Combien d’entre nous voient les vacances estivales comme devant nous reposer, pour mieux revenir au travail par la suite ? Cette logique d’efficacité vacancière passe à côté de l’essentiel, dans le monde de Bernier. Quand elle regarde l’eau, dans le Bas-du-Fleuve où elle aime écrire, elle se laisse voler en éclats, non pas pour être apaisée par la nature, justement, mais plutôt pour en être défaite. La logique de l’efficacité, au centre de tant des préoccupations contemporaines, en pandémie ou pas, perd de sa pertinence, devient risible même, quand il est question d’arbres, d’art et d’amour.

Notre expérience du monde n’est pas un roman, n’est pas une thèse, n’est pas un programme politique. La narrativité de nos vies, ce que nous nous racontons sur nous-mêmes pour faire sens de ce que nous sommes, n’est pas linéaire, alors pourquoi diantre en faire ainsi dans les livres ?

Bernier vit, écrit et lit dans le fragmentaire, dans l’incomplet et l’imparfait, dont l’expérience partagée est rencontre de solitudes, salutaire.
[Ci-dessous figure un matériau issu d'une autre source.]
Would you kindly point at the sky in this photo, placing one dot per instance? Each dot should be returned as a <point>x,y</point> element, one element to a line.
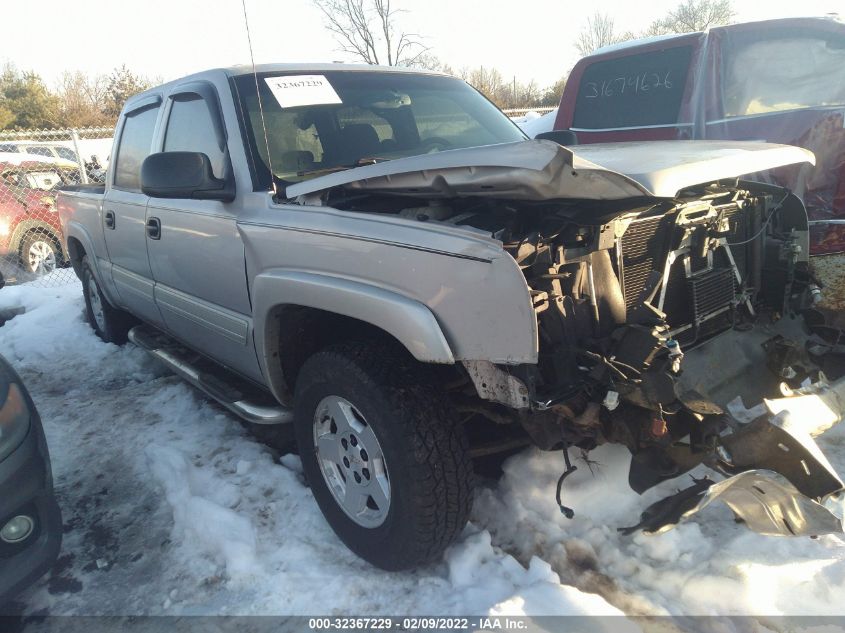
<point>529,39</point>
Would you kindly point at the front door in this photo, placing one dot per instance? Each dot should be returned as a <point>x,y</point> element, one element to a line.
<point>124,209</point>
<point>197,260</point>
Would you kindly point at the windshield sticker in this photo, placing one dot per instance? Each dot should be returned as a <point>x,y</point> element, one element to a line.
<point>299,90</point>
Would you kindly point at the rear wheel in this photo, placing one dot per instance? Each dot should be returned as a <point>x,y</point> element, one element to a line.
<point>109,323</point>
<point>40,253</point>
<point>385,457</point>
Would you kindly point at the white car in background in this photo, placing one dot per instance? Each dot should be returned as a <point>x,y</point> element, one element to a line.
<point>61,155</point>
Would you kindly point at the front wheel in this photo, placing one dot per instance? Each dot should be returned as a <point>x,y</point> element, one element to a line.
<point>385,457</point>
<point>40,253</point>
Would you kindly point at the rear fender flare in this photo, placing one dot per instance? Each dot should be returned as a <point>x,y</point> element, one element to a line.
<point>407,320</point>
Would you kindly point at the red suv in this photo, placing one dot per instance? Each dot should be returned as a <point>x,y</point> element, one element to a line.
<point>781,81</point>
<point>30,233</point>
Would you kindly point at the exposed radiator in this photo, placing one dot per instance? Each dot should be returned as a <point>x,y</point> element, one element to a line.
<point>697,306</point>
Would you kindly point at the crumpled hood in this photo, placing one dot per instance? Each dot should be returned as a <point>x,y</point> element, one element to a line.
<point>544,170</point>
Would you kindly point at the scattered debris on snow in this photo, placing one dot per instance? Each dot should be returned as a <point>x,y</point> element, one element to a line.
<point>193,516</point>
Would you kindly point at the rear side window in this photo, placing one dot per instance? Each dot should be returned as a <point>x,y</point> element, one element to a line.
<point>191,129</point>
<point>135,142</point>
<point>786,72</point>
<point>633,91</point>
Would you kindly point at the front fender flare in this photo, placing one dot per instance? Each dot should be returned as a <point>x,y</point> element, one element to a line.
<point>408,321</point>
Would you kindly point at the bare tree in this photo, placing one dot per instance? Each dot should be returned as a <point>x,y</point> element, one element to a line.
<point>367,30</point>
<point>82,100</point>
<point>599,31</point>
<point>693,15</point>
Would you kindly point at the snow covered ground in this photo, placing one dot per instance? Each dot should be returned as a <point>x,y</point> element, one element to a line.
<point>170,507</point>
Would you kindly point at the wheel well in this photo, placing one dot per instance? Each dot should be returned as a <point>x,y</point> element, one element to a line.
<point>45,231</point>
<point>76,252</point>
<point>303,331</point>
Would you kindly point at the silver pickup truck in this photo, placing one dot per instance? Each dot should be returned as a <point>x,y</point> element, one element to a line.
<point>380,260</point>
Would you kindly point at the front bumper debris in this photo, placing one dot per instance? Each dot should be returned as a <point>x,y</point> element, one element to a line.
<point>778,480</point>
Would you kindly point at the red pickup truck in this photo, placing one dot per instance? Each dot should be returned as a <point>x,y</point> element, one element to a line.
<point>30,232</point>
<point>781,81</point>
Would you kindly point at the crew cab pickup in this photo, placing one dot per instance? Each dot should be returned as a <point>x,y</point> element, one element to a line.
<point>379,259</point>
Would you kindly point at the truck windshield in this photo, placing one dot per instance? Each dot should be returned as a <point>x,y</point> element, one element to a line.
<point>341,119</point>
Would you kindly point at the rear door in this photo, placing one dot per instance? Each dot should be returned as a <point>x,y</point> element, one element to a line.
<point>198,258</point>
<point>642,93</point>
<point>124,210</point>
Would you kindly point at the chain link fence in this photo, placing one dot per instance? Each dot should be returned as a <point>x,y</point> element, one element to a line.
<point>34,165</point>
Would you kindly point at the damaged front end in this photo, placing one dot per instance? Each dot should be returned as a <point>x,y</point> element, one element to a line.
<point>667,293</point>
<point>654,331</point>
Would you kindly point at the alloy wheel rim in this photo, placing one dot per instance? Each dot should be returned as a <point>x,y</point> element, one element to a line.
<point>351,461</point>
<point>41,257</point>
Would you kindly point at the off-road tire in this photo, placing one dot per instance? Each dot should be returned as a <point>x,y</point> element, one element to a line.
<point>115,323</point>
<point>425,451</point>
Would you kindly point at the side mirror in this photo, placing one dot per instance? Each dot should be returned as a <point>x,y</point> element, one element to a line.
<point>183,175</point>
<point>561,137</point>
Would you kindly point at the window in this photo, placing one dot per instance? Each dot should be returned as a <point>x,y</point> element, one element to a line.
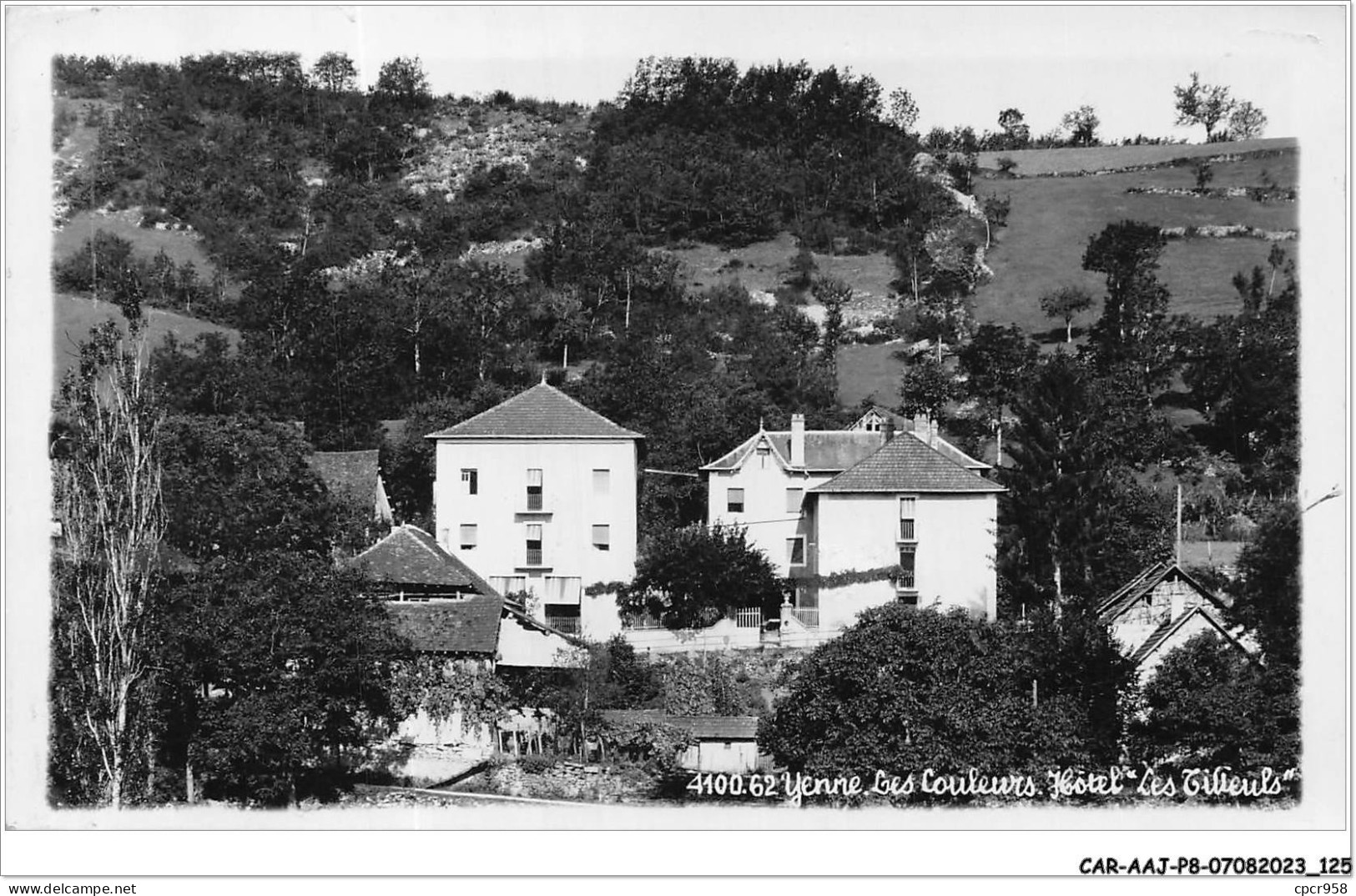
<point>563,618</point>
<point>535,544</point>
<point>907,559</point>
<point>533,490</point>
<point>907,507</point>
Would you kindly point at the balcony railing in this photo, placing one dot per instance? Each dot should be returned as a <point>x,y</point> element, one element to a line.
<point>749,618</point>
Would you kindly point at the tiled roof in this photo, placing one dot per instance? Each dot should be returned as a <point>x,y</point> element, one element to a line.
<point>1146,581</point>
<point>540,412</point>
<point>411,556</point>
<point>906,464</point>
<point>905,425</point>
<point>466,625</point>
<point>826,451</point>
<point>1171,627</point>
<point>700,727</point>
<point>347,473</point>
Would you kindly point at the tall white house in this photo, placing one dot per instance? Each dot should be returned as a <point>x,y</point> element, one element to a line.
<point>538,495</point>
<point>863,516</point>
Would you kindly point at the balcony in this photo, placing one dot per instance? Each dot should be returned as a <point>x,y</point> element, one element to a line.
<point>564,624</point>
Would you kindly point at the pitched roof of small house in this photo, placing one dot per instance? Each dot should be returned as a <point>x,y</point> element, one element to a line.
<point>464,625</point>
<point>512,612</point>
<point>542,412</point>
<point>700,727</point>
<point>1143,583</point>
<point>347,472</point>
<point>826,451</point>
<point>907,464</point>
<point>410,556</point>
<point>1171,627</point>
<point>905,425</point>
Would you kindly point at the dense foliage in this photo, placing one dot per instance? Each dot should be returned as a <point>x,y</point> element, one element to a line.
<point>693,576</point>
<point>905,690</point>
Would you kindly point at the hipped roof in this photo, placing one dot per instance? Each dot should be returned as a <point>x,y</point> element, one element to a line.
<point>542,412</point>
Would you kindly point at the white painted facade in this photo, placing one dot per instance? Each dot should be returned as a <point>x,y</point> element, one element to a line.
<point>955,537</point>
<point>585,484</point>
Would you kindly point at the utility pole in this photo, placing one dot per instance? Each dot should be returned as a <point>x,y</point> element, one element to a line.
<point>1178,559</point>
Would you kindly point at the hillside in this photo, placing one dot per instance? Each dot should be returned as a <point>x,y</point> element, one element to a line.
<point>1052,219</point>
<point>75,316</point>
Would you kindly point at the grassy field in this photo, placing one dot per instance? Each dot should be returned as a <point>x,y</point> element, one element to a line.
<point>765,266</point>
<point>1045,162</point>
<point>73,318</point>
<point>1052,219</point>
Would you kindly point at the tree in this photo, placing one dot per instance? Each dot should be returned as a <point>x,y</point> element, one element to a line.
<point>1210,705</point>
<point>108,506</point>
<point>1065,304</point>
<point>234,487</point>
<point>1082,126</point>
<point>833,294</point>
<point>906,689</point>
<point>403,86</point>
<point>1268,588</point>
<point>1204,173</point>
<point>290,667</point>
<point>996,361</point>
<point>1203,104</point>
<point>335,72</point>
<point>1247,123</point>
<point>690,577</point>
<point>926,388</point>
<point>1127,254</point>
<point>1016,132</point>
<point>902,112</point>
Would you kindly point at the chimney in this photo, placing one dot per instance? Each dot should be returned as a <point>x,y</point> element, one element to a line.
<point>798,440</point>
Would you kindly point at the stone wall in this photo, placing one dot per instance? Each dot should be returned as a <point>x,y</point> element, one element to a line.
<point>571,781</point>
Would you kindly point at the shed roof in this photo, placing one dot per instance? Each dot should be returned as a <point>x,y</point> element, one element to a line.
<point>1171,627</point>
<point>462,625</point>
<point>1143,583</point>
<point>907,464</point>
<point>347,472</point>
<point>826,451</point>
<point>411,556</point>
<point>542,412</point>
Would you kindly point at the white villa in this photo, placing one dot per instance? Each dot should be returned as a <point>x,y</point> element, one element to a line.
<point>538,495</point>
<point>863,516</point>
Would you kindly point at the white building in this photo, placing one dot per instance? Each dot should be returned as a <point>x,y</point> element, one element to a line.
<point>864,516</point>
<point>538,495</point>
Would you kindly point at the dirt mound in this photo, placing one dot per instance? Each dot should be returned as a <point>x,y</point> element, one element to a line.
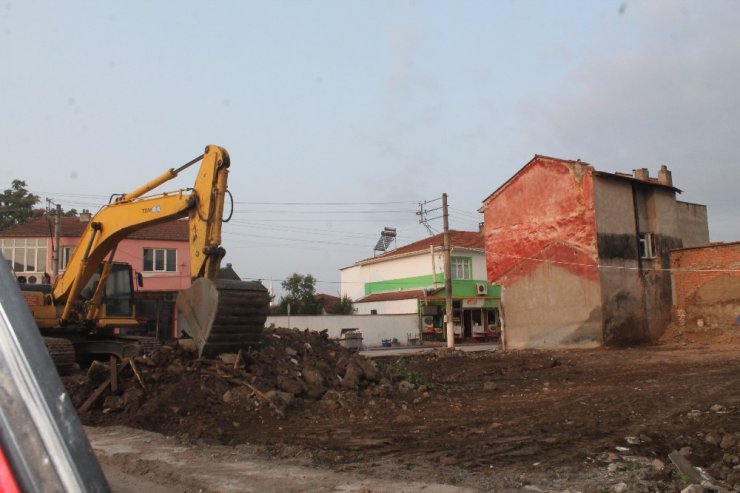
<point>172,391</point>
<point>490,420</point>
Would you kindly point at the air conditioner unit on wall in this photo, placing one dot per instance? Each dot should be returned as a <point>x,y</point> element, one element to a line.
<point>430,310</point>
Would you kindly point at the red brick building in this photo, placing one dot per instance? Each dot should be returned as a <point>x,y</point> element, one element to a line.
<point>706,285</point>
<point>583,255</point>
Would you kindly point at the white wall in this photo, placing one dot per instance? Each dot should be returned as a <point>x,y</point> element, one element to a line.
<point>387,307</point>
<point>374,328</point>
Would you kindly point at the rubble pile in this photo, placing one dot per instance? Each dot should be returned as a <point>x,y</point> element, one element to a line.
<point>171,390</point>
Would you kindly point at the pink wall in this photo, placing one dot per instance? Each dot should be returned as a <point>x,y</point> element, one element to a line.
<point>131,252</point>
<point>544,213</point>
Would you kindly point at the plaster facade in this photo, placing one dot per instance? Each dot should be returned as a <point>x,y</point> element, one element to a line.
<point>582,255</point>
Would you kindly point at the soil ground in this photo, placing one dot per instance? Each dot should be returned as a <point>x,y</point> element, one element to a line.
<point>576,420</point>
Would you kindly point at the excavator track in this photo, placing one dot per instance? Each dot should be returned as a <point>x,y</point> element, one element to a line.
<point>62,354</point>
<point>223,316</point>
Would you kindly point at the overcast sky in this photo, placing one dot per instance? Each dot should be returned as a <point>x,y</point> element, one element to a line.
<point>342,116</point>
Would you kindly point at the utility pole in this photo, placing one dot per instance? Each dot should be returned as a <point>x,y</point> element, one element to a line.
<point>448,275</point>
<point>57,236</point>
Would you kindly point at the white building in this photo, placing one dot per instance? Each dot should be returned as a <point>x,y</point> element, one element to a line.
<point>410,280</point>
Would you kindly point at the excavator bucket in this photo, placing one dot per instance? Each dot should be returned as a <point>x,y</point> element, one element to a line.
<point>223,315</point>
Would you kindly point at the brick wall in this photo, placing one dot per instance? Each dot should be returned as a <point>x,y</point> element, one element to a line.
<point>706,284</point>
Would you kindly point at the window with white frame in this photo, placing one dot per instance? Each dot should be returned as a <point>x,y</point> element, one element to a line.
<point>66,254</point>
<point>25,254</point>
<point>160,260</point>
<point>461,267</point>
<point>647,245</point>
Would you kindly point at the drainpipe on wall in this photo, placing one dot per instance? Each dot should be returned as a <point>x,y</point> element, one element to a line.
<point>502,318</point>
<point>640,267</point>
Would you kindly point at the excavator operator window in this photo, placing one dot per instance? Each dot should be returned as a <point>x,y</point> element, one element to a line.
<point>118,292</point>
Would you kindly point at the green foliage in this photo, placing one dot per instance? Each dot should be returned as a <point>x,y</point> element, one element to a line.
<point>344,307</point>
<point>299,294</point>
<point>16,204</point>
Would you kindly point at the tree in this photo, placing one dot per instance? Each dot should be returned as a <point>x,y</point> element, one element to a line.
<point>16,204</point>
<point>344,307</point>
<point>299,294</point>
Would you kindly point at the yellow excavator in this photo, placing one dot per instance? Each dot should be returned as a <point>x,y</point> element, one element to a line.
<point>87,307</point>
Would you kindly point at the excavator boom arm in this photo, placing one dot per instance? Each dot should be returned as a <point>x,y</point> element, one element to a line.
<point>203,204</point>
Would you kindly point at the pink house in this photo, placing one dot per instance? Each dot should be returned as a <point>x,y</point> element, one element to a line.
<point>161,254</point>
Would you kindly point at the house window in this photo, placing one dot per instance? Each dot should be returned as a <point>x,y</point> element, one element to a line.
<point>66,254</point>
<point>25,255</point>
<point>160,260</point>
<point>461,267</point>
<point>647,245</point>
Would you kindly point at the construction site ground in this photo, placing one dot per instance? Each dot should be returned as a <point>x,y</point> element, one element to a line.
<point>434,421</point>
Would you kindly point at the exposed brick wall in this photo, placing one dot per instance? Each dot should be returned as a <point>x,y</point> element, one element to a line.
<point>706,284</point>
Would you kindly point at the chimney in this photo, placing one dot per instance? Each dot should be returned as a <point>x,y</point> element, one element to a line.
<point>664,176</point>
<point>641,174</point>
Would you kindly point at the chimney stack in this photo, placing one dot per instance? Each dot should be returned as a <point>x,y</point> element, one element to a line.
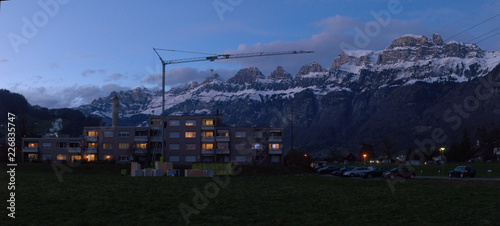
<point>114,120</point>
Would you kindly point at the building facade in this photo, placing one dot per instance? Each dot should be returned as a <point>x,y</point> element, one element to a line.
<point>186,139</point>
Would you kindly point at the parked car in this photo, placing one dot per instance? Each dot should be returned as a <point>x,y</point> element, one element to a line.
<point>399,172</point>
<point>462,171</point>
<point>326,169</point>
<point>341,171</point>
<point>356,172</point>
<point>375,172</point>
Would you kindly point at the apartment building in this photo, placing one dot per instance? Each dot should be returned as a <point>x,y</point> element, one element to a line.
<point>185,139</point>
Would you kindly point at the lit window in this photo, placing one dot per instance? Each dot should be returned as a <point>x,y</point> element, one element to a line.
<point>190,134</point>
<point>46,157</point>
<point>108,157</point>
<point>123,145</point>
<point>241,134</point>
<point>173,158</point>
<point>222,145</point>
<point>123,134</point>
<point>174,135</point>
<point>257,146</point>
<point>123,157</point>
<point>207,146</point>
<point>33,156</point>
<point>89,157</point>
<point>74,158</point>
<point>190,158</point>
<point>208,122</point>
<point>61,157</point>
<point>274,146</point>
<point>174,123</point>
<point>156,122</point>
<point>223,133</point>
<point>207,134</point>
<point>190,122</point>
<point>91,145</point>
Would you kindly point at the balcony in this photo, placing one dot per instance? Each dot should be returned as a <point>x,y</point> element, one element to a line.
<point>75,150</point>
<point>207,139</point>
<point>275,139</point>
<point>207,127</point>
<point>91,138</point>
<point>90,151</point>
<point>207,152</point>
<point>222,151</point>
<point>222,138</point>
<point>141,139</point>
<point>155,139</point>
<point>275,151</point>
<point>30,150</point>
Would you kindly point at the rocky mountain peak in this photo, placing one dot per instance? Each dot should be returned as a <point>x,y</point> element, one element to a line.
<point>312,67</point>
<point>247,75</point>
<point>437,39</point>
<point>214,77</point>
<point>410,40</point>
<point>280,73</point>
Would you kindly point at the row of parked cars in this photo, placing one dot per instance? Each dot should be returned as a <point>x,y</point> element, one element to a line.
<point>367,172</point>
<point>386,172</point>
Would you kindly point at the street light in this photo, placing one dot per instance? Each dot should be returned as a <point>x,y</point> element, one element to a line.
<point>442,161</point>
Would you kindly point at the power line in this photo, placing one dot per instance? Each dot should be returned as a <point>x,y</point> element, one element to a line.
<point>488,37</point>
<point>482,22</point>
<point>483,34</point>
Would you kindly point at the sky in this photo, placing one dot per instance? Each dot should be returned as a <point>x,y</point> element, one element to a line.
<point>66,53</point>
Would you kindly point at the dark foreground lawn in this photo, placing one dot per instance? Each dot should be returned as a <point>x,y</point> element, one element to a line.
<point>97,195</point>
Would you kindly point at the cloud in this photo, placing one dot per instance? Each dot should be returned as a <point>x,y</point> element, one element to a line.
<point>182,75</point>
<point>92,71</point>
<point>65,97</point>
<point>115,77</point>
<point>87,72</point>
<point>326,43</point>
<point>54,65</point>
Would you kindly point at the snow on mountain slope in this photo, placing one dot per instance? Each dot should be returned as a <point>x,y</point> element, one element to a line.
<point>409,59</point>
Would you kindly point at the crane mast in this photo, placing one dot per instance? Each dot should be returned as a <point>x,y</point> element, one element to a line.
<point>212,57</point>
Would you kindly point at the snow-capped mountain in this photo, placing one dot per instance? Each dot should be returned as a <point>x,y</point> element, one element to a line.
<point>350,90</point>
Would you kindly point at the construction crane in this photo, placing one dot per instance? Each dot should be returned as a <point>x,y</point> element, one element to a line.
<point>211,57</point>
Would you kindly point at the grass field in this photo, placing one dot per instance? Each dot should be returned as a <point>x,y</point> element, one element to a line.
<point>96,194</point>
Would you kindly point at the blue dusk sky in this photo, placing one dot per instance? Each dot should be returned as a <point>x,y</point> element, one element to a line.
<point>65,53</point>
Cerner le sujet d’une vie humaine, ça sonne creux, non ? Alors pourquoi un essai devrait-il toujours répondre à cette question ? Quand elle commence à écrire, elle ne sait pas où ça la mènera, parce que « le sujet est lié à l’écriture elle-même ». Je n’ai pas osé le lui dire, mais j’ai pensé à Janette Bertrand, qui invitait les femmes du Québec à écrire l’histoire de leur vie. J’ai senti dans sa pensée une invitation à non seulement lire des essais, mais aussi en écrire, pour voir dans quelles contrées étranges nos pensées nous mèneront.